Improvements in wrist and finger spasticity play an essential role as they allow for improvements in fine and gross motoric skills. Patients’ wrist and finger spasticity decreased by −1.0 points on median, respectively. Importantly, these reductions in spasticity exceed clinically important difference. Thirteen out of the 19 patients show improvements in wrist and finger spasticity, respectively. Two patients did not have any spasticity in the pre-assessment and post-assessment which is as well important that the therapy did not negatively affect it. In fact, spasticity did not increase for any of the patients in the current study.

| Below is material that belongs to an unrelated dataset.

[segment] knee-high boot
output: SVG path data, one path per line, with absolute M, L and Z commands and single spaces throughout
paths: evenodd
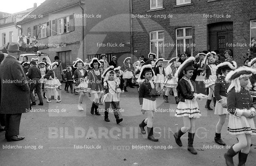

The improvements in FMA-UE observed in the present study are similar to ones observed in BCI studies with similar baseline impairment and time since stroke: 3.4 points by Ramos-Murguialday et al. (2013), 6.6 points by Biasiucci et al. (2018), 4.7 points by Sebastián-Romagosa et al. (2020a) and 3.5 points by Miao et al. (2020). Nonetheless, there are noteworthy differences between these BCI studies. Specifically, Ramos-Murguialday et al. (2013) and Biasiucci et al. (2018) instructed patients to perform motor executions/attempts with their affected side, whereas here patients are performing MI of both their affected and healthy hand. While such bilateral training is more difficult it is, however, more engaging and leads to a more active therapy. Additionally, bilateral training was found to be more effective in improving motor impairment in UE stroke patients (Chen et al., 2019). Finally, Ramos-Murguialday et al. (2013) employed a hand orthosis for finger extension as feedback mechanism.
The present study consisted of mostly severely impaired patients, who are known to have slower and less functional recovery compared to moderately impaired patients. These severely impaired patients were, however, motivated enough to do both the UE and LE treatment to achieve greater improvements.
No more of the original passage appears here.